Click Containers in the Serverless section of the side menu. The Containers page displays.
Click the relevant containers namespace.
Click the name of the container you want to manage, then select the Settings tab.
In the Container image section:
Select the Scaleway Container Registry.
Choose an image from your Container Registry. Select the required Container Registry namespace from the drop-down list, and then select the container and tag.
Choose the port your container is listening on. We recommend configuring your container to listen on the PORT environment variable.
In the Resources section, select the vCPU and memory to allocate to your container at runtime. These values define the performance characteristics of your container.
Set your autoscaling preferences, or leave them at default values. The Scaleway platform automatically scales the number of available instances of your container to match the incoming load, depending on the settings you define here.
In the Advanced options section, check or edit any of the following:
Declare environment variables you want to inject into your container. For each environment variable, click +Add variable and enter the key/value pair.
Declare secrets for your container. Secrets are environment variables that are injected into your container, but the values are not retained or displayed by Scaleway after initial validation.
Note
Encode your environment variables and secrets to base64 if they are too large, and contain carriage returns.
Set the desired privacy policy for your container. This defines whether container invocation may be done anonymously (public) or only via an authentication mechanism provided by the Scaleway API (private).
Tick the box under HTTPS connections only to prevent your container from being called from insecure HTTP connections.
Set a custom timeout for the duration of the requests received by your container.
Tick the box under HTTP protocol to listen to HTTP/2 requests if it is required by your application. Otherwise, we recommend you use HTTP/1.
Click Containers in the Serverless section of the side menu. The Containers page displays.
Click the relevant containers namespace.
Click the name of the container you want to manage, then select the Settings tab.
In the Container image section:
Select the External container registry.
Enter the public container image URL provided by the external registry.
Choose the port your container is listening on. We recommend configuring your container to listen on the PORT environment variable.
In the Resources section, select the vCPU and memory to allocate to your container at runtime. These values define the performance characteristics of your container.
Set your autoscaling preferences, or leave them at default values. The Scaleway platform automatically scales the number of available instances of your container to match the incoming load, depending on the settings you define here.
In the Advanced options section, check or edit any of the following:
Declare environment variables you want to inject into your container. For each environment variable, click +Add variable and enter the key/value pair.

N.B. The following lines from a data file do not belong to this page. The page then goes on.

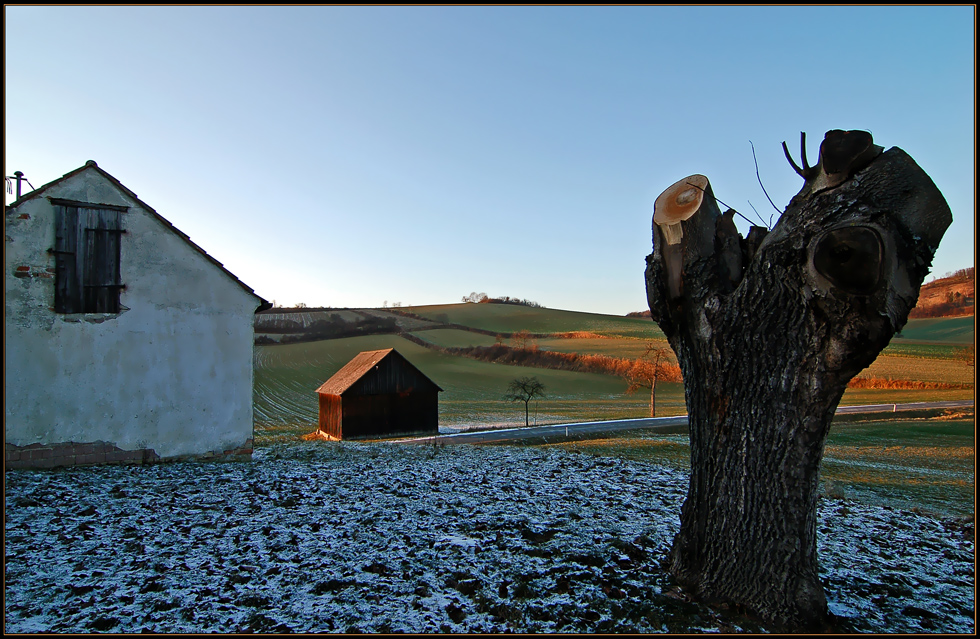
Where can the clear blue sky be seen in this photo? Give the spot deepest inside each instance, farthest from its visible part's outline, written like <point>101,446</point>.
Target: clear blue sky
<point>348,156</point>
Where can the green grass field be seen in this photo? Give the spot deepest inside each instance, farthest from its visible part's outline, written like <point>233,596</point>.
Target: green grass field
<point>286,376</point>
<point>508,318</point>
<point>924,463</point>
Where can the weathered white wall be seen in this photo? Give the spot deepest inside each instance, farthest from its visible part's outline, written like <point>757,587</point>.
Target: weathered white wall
<point>172,372</point>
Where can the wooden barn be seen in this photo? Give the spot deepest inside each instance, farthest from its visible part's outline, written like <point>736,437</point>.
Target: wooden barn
<point>378,394</point>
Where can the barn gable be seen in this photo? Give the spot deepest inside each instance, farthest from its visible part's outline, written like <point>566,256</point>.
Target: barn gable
<point>378,394</point>
<point>375,373</point>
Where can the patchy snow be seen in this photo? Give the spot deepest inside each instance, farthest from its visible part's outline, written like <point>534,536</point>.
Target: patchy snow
<point>338,537</point>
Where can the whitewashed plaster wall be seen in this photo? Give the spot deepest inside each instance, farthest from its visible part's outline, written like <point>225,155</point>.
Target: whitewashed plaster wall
<point>171,372</point>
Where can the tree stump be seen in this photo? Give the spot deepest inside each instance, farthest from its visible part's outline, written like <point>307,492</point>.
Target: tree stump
<point>768,330</point>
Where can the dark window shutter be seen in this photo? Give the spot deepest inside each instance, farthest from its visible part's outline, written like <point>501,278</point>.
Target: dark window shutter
<point>68,284</point>
<point>101,260</point>
<point>87,252</point>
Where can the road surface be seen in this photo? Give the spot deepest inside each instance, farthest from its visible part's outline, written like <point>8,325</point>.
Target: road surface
<point>676,424</point>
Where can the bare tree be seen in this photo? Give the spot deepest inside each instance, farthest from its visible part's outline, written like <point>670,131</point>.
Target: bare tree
<point>768,330</point>
<point>524,389</point>
<point>646,371</point>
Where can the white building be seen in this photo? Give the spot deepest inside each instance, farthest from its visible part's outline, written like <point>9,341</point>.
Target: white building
<point>123,340</point>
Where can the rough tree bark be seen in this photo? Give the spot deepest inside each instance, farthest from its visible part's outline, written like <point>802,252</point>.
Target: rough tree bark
<point>768,330</point>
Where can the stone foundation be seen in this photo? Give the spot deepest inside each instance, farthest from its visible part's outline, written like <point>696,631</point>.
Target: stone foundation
<point>95,453</point>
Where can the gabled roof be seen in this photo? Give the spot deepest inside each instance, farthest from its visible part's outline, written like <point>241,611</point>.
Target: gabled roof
<point>264,305</point>
<point>361,365</point>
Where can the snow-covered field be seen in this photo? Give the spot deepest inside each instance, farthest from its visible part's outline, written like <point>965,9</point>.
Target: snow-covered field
<point>339,537</point>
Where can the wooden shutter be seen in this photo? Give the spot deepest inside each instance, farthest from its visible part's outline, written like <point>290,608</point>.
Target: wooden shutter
<point>87,252</point>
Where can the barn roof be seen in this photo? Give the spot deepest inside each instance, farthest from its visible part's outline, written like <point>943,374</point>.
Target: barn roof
<point>263,304</point>
<point>361,365</point>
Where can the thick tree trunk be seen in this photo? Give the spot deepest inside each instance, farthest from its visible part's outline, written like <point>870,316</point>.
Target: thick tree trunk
<point>767,334</point>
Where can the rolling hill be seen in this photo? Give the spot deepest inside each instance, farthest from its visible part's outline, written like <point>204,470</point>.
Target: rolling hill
<point>286,375</point>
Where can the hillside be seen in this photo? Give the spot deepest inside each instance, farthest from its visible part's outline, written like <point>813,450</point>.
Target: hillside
<point>921,365</point>
<point>951,296</point>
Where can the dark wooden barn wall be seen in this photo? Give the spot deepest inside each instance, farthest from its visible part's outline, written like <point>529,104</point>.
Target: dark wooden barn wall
<point>390,414</point>
<point>330,415</point>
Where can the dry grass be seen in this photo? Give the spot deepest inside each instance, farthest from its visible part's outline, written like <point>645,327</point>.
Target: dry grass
<point>880,383</point>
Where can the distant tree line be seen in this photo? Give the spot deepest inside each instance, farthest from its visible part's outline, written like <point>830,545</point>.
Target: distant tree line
<point>331,328</point>
<point>483,298</point>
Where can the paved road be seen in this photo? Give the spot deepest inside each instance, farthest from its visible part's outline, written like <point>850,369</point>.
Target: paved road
<point>676,424</point>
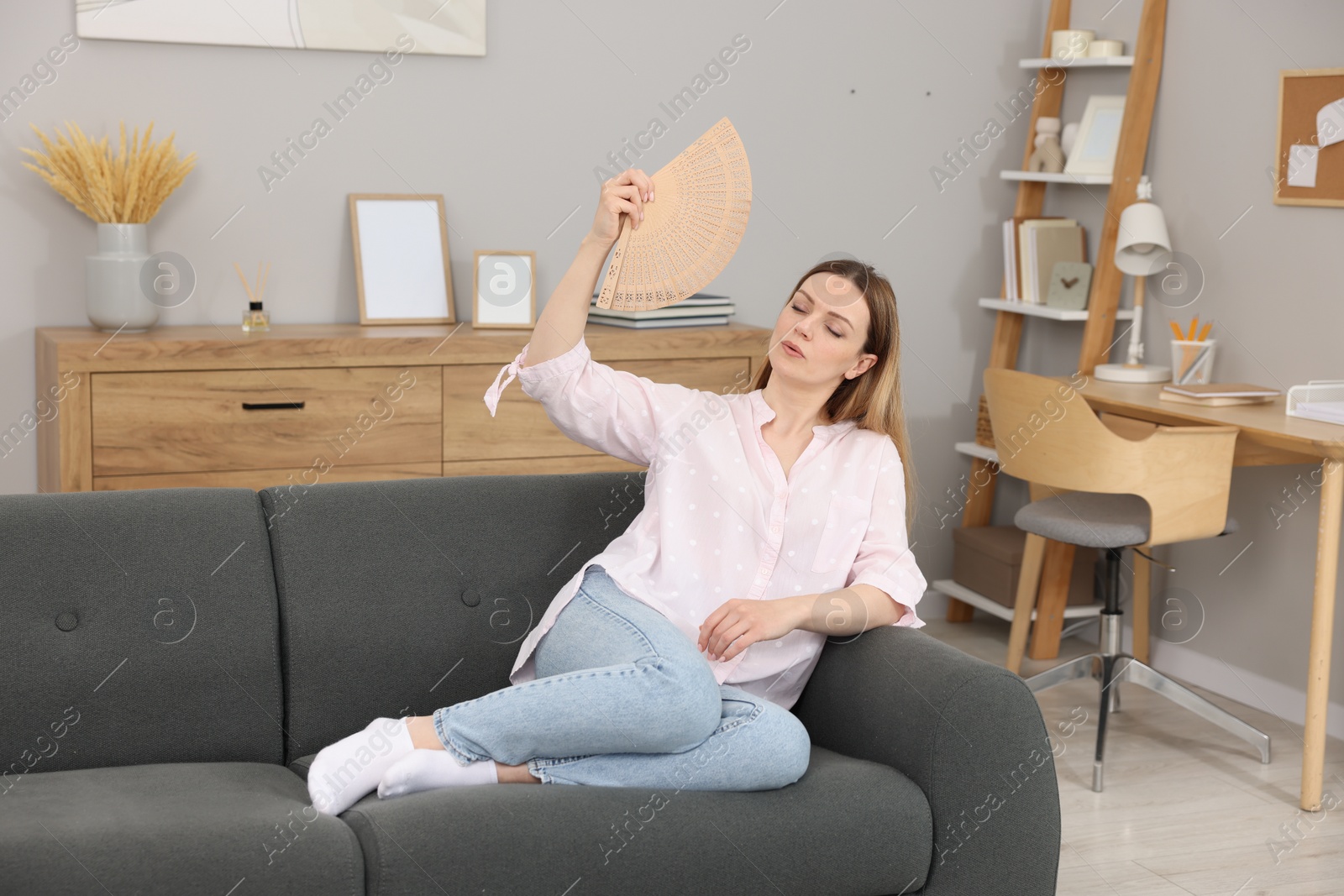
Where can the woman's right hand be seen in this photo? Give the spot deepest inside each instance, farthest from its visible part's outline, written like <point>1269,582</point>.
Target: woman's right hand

Declare secrets for your container. Secrets are environment variables that are injected into your container, but the values are not retained or displayed by Scaleway after initial validation.
Note
Encode your environment variables and secrets to base64 if they are too large, and contain carriage returns.
Set the desired privacy policy for your container. This defines whether container invocation may be done anonymously (public) or only via an authentication mechanism provided by the Scaleway API (private).
Tick the box under HTTPS connections only to prevent your container from being called from insecure HTTP connections.
Set a custom timeout for the duration of the requests received by your container.
Tick the box under HTTP protocol to listen to HTTP/2 requests if it is required by your application. Otherwise, we recommend you use HTTP/1.